Esto permea en todas las personas que la rodean y que pueden observar su pasión por la vida y por alcanzar sus objetivos. Las personas empiezan a gravitar a su alrededor para contagiarse de esa energía positiva lo cual empodera aún más a la líder y se convierte en un círculo virtuoso. Las mujeres líderes no se conforman con un papel secundario, ellas saben que son protagonistas y las arquitectas de sus propias existencias.

  • Una mujer líder cuida de su imagen

Igualmente no es necesario asumir poses masculinas para poder destacarnos como mujeres en cualquier ámbito que nos los propongamos, incluso aquellos que estaba anteriormente limitado a los hombres. Las mujeres líderes celebran y están orgullosas de su femineidad y la muestran gustosamente. Se visten impecablemente y cuidan de su cuerpo físico, de su intelecto y de su imagen. Aprovechan las ventajas de ser mujer, en vez de enfocarse en las desventajas que por circunstancias meramente externas tienen.

  • Una mujer líder es independiente

Maneja sus propias finanzas y es independiente económicamente. Nada da más seguridad a una mujer que el poder vivir de sus propios medios, basada en sus propios talentos y habilidades. El no depender de otra persona para sobrevivir le da más seguridad y confianza, puede emitir sus propias opiniones y conceptos sin temor a represalias, puede tomar las decisiones que considere más convenientes para ella y su entorno familiar y en definitiva le otorga libertad de acción y movimiento. Teniendo independencia financiera te ganas el respeto de todos los que te rodean. Igualmente ayuda a las demás para que puedan alcanzar la misma independencia. Y esto me lleva al último punto.

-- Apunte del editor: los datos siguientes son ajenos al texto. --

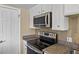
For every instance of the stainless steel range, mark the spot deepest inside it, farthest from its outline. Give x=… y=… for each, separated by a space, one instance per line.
x=45 y=40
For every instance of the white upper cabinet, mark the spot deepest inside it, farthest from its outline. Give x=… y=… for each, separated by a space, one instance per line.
x=59 y=22
x=37 y=10
x=46 y=8
x=71 y=9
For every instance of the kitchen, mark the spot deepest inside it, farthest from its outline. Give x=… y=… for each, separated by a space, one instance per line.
x=54 y=27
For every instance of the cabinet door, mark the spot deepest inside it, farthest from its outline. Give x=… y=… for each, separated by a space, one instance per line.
x=71 y=9
x=36 y=10
x=46 y=8
x=57 y=17
x=10 y=32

Una mujer líder ayuda a los demás

Con su ejemplo, su guía, su seguridad es capaz de inspirar a otras mujeres e incluso hombres para que logren los objetivos que se tracen. Una mujer líder ayuda a los demás no diciéndole lo que tienen que hacer, sino dándoles las herramientas que necesitan para que ellos puedan hacerlo por su cuenta. Lo hacen por amor y por convicción, porque se dan cuenta del rol que juegan en la sociedad, porque saben que mientras más personas puedan alcanzar sus metas, el mundo cada vez será un mejor lugar, para las mujeres, para los hombres, para los niños, para la humanidad en general. Y esto les generará una gran satisfacción y un sentido de propósito para sus vidas.

Finalmente, tú puedes ser una mujer líder y emular el ejemplo de tantas mujeres, reconocidas y anónimas que han trabajado para que este sea un mejor mundo. Lee y analiza estos consejos, para que fortalezcas los que ya tienes y desarrolles las cualidades que aún no posees. Nunca es tarde para comenzar a cambiar tú misma, tu entorno cercano, tu comunidad y tu mundo. Si otras tantas han podido, tú también puedes. Puedes empezar desde lo pequeño, pero con visión de futuro, creatividad, metas claras y la convicción de que puedes, lo lograrás.